Published: 2025, Last Modified: 12 Nov 2025IACR Cryptol. ePrint Arch. 2025EveryoneRevisionsBibTeXCC BY-SA 4.0
Abstract: In this article, we present for the first time a cross-core Prime+Probe attack on ARM TrustZone, which bypasses the AutoLock mechanism. We introduce our simulation- driven methodology based on gem5 for vulnerability analysis. We demonstrate its utility in reverse engineering a SoC platform in order to study its microarchitectural behavior (caches, etc.), inside a simulator, in spite of hardware protection. We present a novel vulnerability analysis technique, which takes into account the cache set occupancy for targeted victim executable.

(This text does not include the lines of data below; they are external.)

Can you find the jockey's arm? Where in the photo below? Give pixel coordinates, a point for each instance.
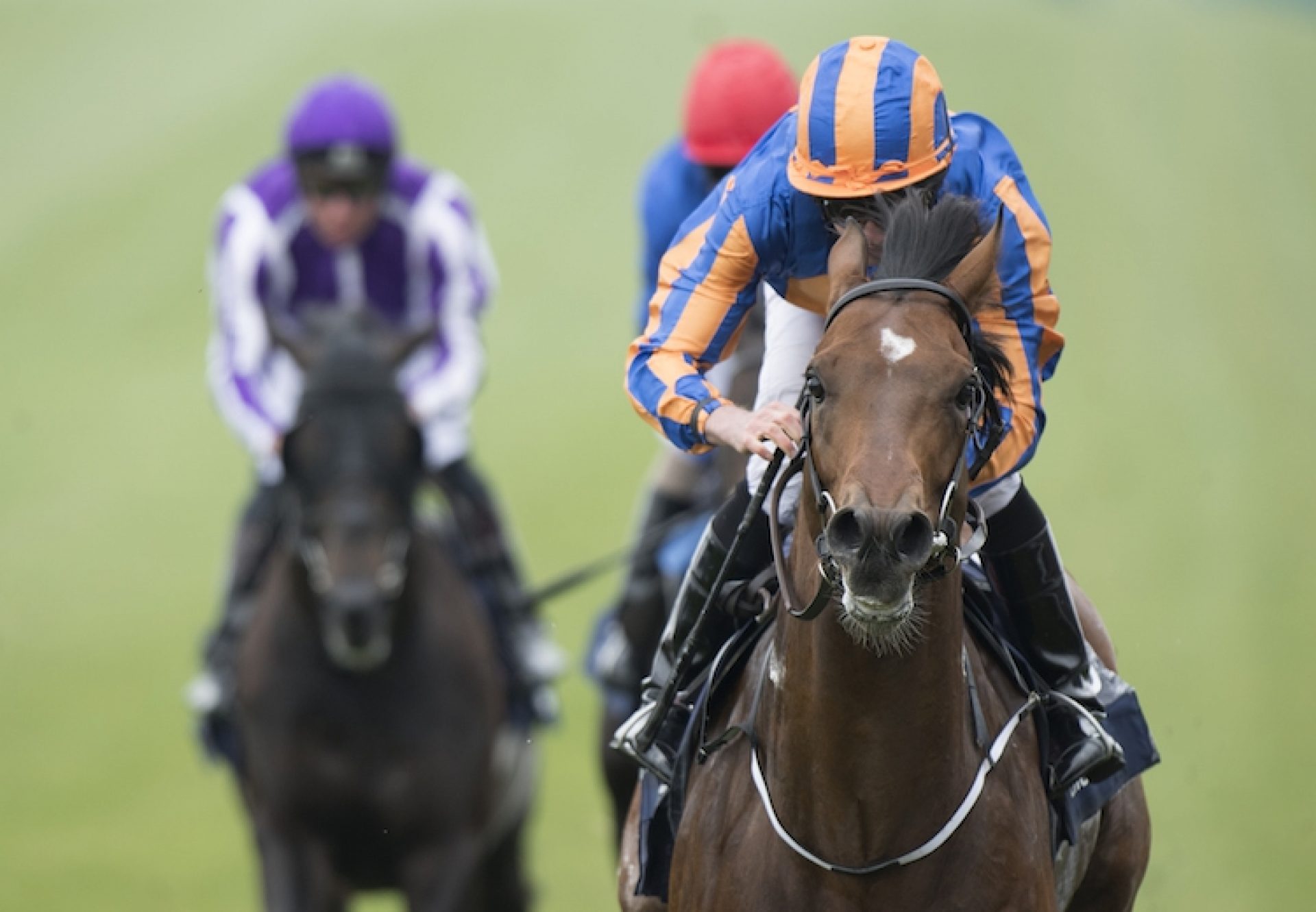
(1024, 325)
(240, 337)
(707, 282)
(443, 378)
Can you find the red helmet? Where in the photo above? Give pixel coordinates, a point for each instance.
(738, 91)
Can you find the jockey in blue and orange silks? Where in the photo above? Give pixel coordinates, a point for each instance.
(343, 220)
(872, 121)
(738, 90)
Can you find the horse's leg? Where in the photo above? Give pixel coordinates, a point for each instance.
(628, 865)
(1123, 848)
(1094, 628)
(1120, 857)
(503, 874)
(296, 876)
(439, 877)
(620, 773)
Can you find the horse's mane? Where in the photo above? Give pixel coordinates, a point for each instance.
(928, 243)
(349, 364)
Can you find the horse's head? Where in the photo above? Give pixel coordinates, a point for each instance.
(353, 461)
(898, 386)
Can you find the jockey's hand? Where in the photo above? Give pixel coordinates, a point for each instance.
(774, 426)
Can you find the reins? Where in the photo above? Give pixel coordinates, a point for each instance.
(947, 556)
(982, 427)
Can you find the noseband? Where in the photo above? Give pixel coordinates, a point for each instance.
(390, 580)
(984, 427)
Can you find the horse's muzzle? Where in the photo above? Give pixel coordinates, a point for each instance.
(357, 626)
(879, 550)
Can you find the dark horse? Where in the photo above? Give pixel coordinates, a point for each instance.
(369, 693)
(865, 750)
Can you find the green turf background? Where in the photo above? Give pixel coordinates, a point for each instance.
(1171, 145)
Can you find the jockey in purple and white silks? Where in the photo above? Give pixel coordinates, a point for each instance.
(426, 260)
(341, 220)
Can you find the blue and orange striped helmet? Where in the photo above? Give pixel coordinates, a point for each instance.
(873, 117)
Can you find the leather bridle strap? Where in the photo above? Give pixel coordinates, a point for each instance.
(941, 836)
(957, 304)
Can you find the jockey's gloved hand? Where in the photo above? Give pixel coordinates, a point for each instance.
(773, 426)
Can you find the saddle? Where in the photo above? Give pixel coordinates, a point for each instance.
(661, 809)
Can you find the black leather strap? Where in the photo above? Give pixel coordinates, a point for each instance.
(957, 304)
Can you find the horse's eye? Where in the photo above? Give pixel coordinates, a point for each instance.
(814, 383)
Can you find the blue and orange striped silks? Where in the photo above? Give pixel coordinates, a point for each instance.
(873, 117)
(757, 227)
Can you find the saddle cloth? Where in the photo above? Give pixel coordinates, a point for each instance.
(661, 807)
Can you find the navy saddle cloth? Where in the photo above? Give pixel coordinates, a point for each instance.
(661, 809)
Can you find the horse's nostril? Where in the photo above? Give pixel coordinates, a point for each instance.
(846, 533)
(912, 539)
(356, 624)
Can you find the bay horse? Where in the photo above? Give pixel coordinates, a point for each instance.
(369, 694)
(865, 783)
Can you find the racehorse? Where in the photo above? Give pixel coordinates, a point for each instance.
(369, 693)
(890, 763)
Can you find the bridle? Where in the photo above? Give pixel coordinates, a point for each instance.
(390, 578)
(984, 428)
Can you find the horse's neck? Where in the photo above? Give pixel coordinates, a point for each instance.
(870, 736)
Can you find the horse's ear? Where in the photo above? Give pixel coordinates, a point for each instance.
(975, 275)
(848, 264)
(396, 349)
(287, 452)
(300, 347)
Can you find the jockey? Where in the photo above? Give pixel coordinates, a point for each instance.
(872, 121)
(736, 93)
(341, 220)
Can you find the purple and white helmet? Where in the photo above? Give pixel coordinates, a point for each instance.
(343, 123)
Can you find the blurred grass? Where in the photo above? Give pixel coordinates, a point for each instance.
(1170, 144)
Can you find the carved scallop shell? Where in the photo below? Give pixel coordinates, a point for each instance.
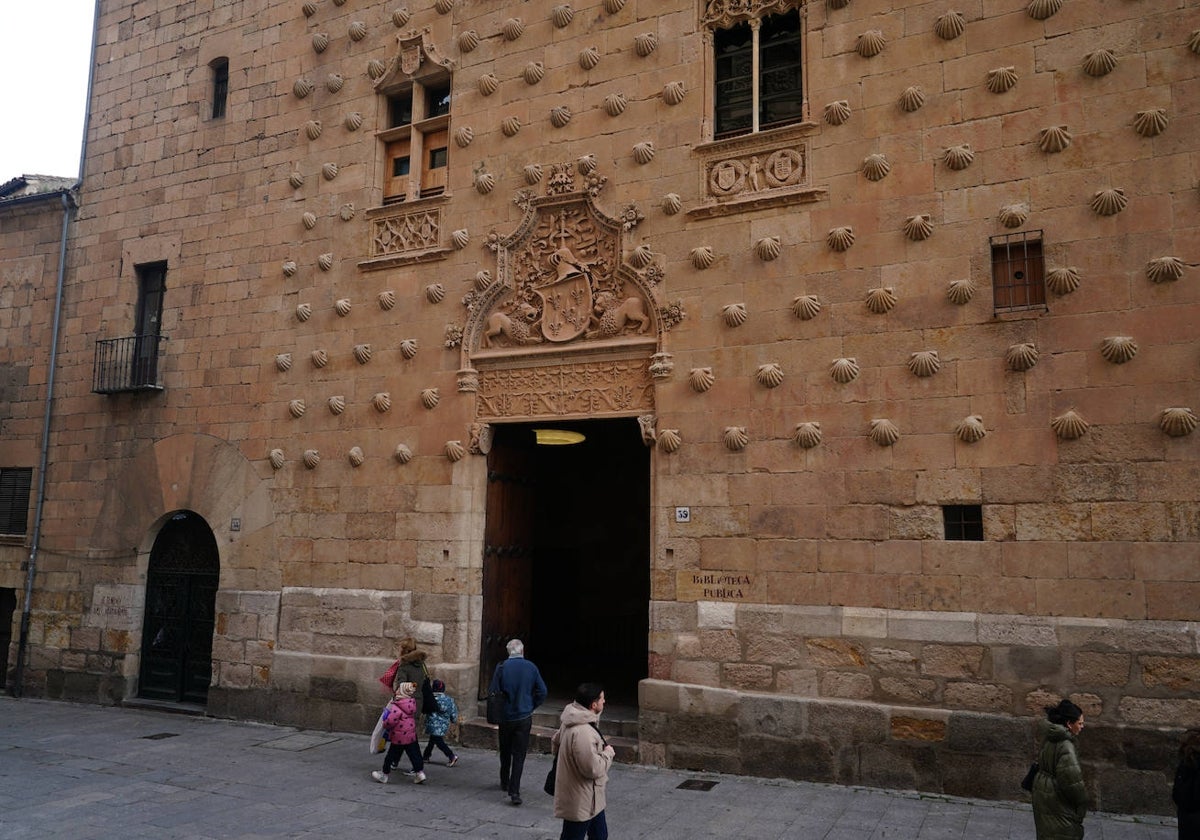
(736, 438)
(589, 57)
(735, 315)
(918, 228)
(562, 15)
(807, 307)
(670, 441)
(924, 363)
(837, 113)
(970, 430)
(485, 183)
(1069, 425)
(870, 43)
(807, 435)
(1151, 123)
(487, 84)
(1002, 79)
(768, 249)
(1099, 63)
(646, 43)
(769, 375)
(876, 167)
(701, 379)
(1014, 215)
(883, 432)
(615, 105)
(559, 117)
(1177, 421)
(468, 41)
(912, 99)
(844, 370)
(1041, 10)
(960, 291)
(959, 157)
(1054, 139)
(949, 25)
(881, 300)
(1109, 202)
(1164, 269)
(1062, 281)
(1021, 357)
(1119, 349)
(673, 93)
(513, 29)
(533, 72)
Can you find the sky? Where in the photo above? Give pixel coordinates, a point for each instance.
(45, 51)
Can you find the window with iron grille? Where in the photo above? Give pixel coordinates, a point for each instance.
(963, 521)
(15, 484)
(1018, 273)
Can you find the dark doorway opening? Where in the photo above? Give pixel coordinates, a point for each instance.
(567, 556)
(177, 634)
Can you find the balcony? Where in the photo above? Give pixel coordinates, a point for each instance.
(125, 365)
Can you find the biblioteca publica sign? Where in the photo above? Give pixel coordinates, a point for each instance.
(715, 586)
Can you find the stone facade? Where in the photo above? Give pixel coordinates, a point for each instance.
(804, 319)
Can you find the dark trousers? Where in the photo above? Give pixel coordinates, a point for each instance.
(441, 743)
(597, 828)
(395, 750)
(514, 745)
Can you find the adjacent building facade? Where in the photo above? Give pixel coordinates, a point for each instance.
(874, 325)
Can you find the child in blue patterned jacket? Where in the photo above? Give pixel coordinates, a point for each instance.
(438, 724)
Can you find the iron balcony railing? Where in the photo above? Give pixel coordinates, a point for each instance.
(127, 364)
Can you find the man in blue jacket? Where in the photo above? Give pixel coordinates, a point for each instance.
(521, 681)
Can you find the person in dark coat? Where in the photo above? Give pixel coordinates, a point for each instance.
(1186, 790)
(1060, 799)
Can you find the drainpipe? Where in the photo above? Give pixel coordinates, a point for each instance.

This proves to be essential in identifying information leakage in presence of AutoLock. The above tool also identifies the cache lines leaking a maximum amount of information. A cross-core Prime+Probe attack is then mounted on these max-leakage cache lines both in simulation for fine-tuning, and in real hardware. We validate our analysis and attack method on OP-TEE, an open-source trusted execution environment running on RockPi4 a board based on RK3399 SoC. More specifically we target the RSA subroutine in the MbedTLS library used inside OP-TEE. Despite the presence of AutoLock, multiplier obfuscation, and assuming a cross-core attack, we are able to retrieve 30% of the key bits, which can later be used in Branch-and-Prune methods to recover the full key.